Stuff book in process





Have just put together the first draft of the stuff book. Lots to work on yet though. Format has lost something, I think, and is now a little too big. Think I may need to drop the obsessive Fibonacci based grid in order to give myself more flexibility. The different threads of texts running through the book are also perhaps too separate - there is no productive use of montage in terms of juxtaposing things to make people think or create some kind of 'charge' - at present they exist on separate spreads and use a change from portrait to landscape layout to show very obvious difference.





In order to solve this I think I need to define the voices much more clearly in terms of the typography, before I even think about the layout, so they can interact within the spreads. Maybe I should look at Mermoz's original article On Typographic Reference for some inspiration...

1 comment:

Tony Pritchard said...

Hi Alison

I think the feel of the spreads are looking interesting – good use of space. The text flows well. There is structure but it doesn't constrain expression.

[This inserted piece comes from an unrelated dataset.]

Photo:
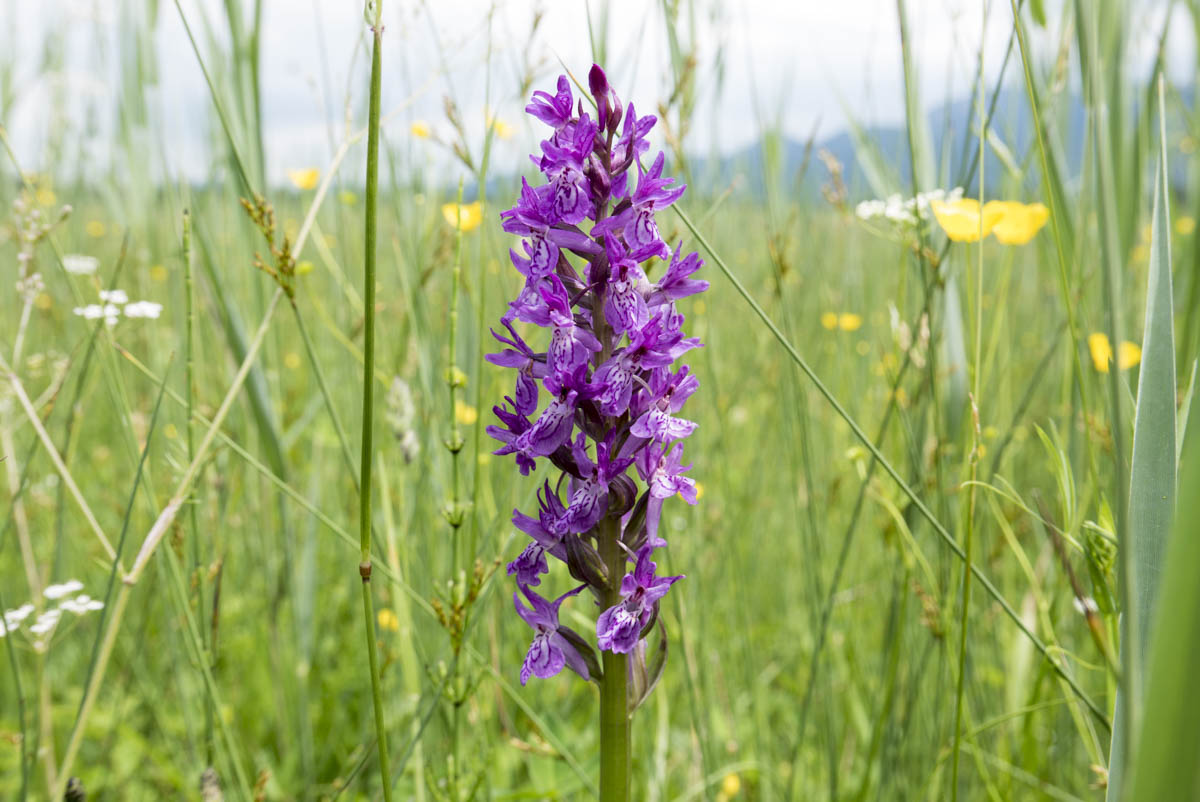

I remember designing a little booklet a while back and really struggling with it. I was trying to force a 'clever' idea onto the content and format. It wasn't working, but I wouldn't give up. I struggled for months not resolving it. Eventually I went back to a simpler idea and dropped my 'clever' idea. It all slotted into place after that. I think this idea of forcing something and struggling is true of other disciplines. I heard a guitarist recently comment that you don't play the guitar you let it play you. Martial artists will also talk about relaxing and not forcing things too much. I do relate to that aspect of the design process of letting the idea come through and not forcing it. The hundreds of layouts that fall by the way side are about peeling back those layers to 'discover the idea rather than inventing it'.